# Help with a three point bending test

1. Nov 4, 2015

### musacci

Hello everyone,

I am trying to evaluate the spring constant of a coaxial polymer cylindrical fiber. This fiber has a stiff core and a more soft sheath.

I know the geometry of the system and I know the Young's moduli of both components. I can find separate models for the core or for the sheath where using the area moment of inertia I can extract the spring constant. My problem is that I don't know how to extract the spring constant of the whole object.

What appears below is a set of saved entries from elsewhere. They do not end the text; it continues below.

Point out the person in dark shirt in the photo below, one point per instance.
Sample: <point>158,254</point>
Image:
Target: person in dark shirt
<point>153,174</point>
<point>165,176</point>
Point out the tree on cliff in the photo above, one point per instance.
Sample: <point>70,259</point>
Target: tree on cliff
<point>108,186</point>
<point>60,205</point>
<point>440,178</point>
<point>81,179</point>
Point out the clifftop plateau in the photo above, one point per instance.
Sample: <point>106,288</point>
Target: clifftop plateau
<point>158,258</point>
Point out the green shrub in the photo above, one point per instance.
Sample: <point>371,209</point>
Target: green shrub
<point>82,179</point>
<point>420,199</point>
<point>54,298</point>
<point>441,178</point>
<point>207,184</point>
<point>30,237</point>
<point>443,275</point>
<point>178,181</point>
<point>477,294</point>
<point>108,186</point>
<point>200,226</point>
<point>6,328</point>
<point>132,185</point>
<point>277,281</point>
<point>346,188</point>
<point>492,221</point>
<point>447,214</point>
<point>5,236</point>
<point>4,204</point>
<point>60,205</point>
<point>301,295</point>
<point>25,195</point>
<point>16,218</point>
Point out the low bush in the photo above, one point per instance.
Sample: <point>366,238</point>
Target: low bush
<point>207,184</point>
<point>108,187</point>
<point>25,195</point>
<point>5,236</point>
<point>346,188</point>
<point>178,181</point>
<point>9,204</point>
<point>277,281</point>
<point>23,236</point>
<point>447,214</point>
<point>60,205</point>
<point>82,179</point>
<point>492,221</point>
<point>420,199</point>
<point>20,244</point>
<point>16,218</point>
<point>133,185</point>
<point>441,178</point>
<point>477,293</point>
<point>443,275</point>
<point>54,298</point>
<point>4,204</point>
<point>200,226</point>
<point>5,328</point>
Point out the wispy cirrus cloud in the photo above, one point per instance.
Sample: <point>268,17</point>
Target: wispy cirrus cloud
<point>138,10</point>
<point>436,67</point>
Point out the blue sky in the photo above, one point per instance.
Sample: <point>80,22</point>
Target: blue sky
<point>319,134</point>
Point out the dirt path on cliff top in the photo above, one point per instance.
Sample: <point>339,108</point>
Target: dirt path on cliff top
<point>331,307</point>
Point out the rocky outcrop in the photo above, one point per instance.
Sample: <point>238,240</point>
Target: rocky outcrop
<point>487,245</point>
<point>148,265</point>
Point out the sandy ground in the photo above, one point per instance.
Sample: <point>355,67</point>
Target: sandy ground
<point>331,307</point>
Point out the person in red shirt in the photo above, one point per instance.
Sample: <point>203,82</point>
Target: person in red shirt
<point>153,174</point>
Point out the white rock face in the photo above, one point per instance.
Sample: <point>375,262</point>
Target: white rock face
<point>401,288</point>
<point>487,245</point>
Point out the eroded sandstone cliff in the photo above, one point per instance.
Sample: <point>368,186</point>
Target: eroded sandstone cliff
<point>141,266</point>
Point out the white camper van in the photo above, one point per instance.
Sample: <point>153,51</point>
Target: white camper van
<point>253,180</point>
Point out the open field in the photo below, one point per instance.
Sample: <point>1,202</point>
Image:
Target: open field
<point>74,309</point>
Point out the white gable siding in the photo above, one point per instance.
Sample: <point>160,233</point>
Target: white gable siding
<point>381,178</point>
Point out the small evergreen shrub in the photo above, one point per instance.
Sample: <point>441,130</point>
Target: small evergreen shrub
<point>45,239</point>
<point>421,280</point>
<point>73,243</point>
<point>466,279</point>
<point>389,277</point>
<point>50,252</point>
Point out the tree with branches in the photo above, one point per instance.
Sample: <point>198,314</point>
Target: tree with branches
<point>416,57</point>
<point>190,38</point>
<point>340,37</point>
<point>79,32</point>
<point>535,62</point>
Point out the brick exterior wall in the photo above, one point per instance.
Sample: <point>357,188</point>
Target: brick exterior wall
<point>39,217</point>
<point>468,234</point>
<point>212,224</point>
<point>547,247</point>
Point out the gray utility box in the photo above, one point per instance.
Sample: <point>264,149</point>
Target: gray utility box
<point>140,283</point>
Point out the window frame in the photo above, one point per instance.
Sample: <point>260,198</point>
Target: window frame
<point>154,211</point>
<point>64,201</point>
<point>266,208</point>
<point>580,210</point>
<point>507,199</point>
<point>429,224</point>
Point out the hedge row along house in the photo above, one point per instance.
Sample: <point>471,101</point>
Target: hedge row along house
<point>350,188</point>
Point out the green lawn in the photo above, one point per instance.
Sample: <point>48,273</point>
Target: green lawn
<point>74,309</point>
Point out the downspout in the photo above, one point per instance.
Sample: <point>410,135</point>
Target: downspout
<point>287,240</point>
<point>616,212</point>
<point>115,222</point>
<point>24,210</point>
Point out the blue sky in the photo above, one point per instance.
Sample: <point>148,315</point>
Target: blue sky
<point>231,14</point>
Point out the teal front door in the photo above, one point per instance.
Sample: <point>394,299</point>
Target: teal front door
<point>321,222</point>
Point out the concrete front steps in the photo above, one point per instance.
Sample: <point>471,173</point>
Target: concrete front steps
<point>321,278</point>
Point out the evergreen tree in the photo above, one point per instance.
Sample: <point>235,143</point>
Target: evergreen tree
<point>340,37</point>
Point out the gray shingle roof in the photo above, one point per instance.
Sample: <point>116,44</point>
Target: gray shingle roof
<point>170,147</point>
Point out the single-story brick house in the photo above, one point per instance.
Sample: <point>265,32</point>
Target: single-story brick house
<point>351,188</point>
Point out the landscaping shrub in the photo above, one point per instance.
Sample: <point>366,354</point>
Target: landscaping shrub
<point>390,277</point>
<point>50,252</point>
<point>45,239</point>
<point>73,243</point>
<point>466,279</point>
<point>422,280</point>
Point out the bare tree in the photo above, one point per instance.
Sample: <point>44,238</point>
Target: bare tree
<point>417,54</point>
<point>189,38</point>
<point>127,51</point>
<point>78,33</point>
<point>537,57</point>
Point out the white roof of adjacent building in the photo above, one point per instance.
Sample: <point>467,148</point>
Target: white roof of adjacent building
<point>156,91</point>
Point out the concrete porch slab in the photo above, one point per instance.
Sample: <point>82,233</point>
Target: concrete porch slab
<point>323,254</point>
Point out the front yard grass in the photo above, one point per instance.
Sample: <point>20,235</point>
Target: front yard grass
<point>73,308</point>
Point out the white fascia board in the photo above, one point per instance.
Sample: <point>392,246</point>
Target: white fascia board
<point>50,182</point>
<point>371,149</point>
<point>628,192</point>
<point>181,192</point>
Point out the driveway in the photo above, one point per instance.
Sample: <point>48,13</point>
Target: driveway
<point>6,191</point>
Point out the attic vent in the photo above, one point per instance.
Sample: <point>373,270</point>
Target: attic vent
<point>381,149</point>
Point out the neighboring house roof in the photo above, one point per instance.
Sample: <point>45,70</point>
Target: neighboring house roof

I need this to have a theoretical value to compare it with the results of three point bending experiments in which I directly measure the spring constant and extract the bending modulus of the whole structure.

Any help would be great!

2. Nov 4, 2015

### JBA

One trial and error method is to individually measure the deflection of each component using the same trial load. Then iterate that load by transferring increments of the load on the largest deflecting element to the stiffer element until their deflections match. At that point you will then be able to calculate their composite spring constant using the that original load and new matching deflection value.

3. Nov 4, 2015

### musacci

thank you for your suggestion JBA, that would indeed be a good strategy, but unfortunately I cannot perform such experiment due to the impossibility of separating the sheath and core of my rods.

I thought of the possibility of calculating an equivalent sheath thickness as if it was made of the same material as the core. That would give me an equivalent radius which I could use in my data analysis. This is similar to what is done to study composite beams of different materials.

I'm not sure if I am allowed to link other websites but here is an explanation of the equivalent area method: http://web.mst.edu/~mecmovie/chap08/m08_16_steel_alum.swf

4. Nov 4, 2015

### JBA

What I am proposing is a calculation using a trial load value and calculated deflections, not an actual load test.

I can understand the alternative method for a rectangular bar but I am not sure how it could be duplicated for your cylindrical composite.

5. Nov 5, 2015

### JBA

One solution might be to use the ratio of the material elastic modulus' as an equalizer to adjust the wall thickness of the sleeve to an equivalent added diameter of your core.

6. Nov 9, 2015

### musacci

Hi JBA,

I thought of calculating an equivalent diameter for the core. In order to estimate this correctly I would need to calculate the spring constant of the softer material sheath and extrapolate the radius of a sheath of the harder material but with the same spring constant. Is this correct?

7. Nov 9, 2015

### Nidum

Is the core bonded to the sheath or can core slide relative to sheath - makes big difference to calculation .

8. Nov 9, 2015

### musacci

Hi Nidum,

the core and sheath are bonded together

9. Nov 9, 2015

### JBA

The elastic modulus ratio is the equavlent of the spring constant ratio.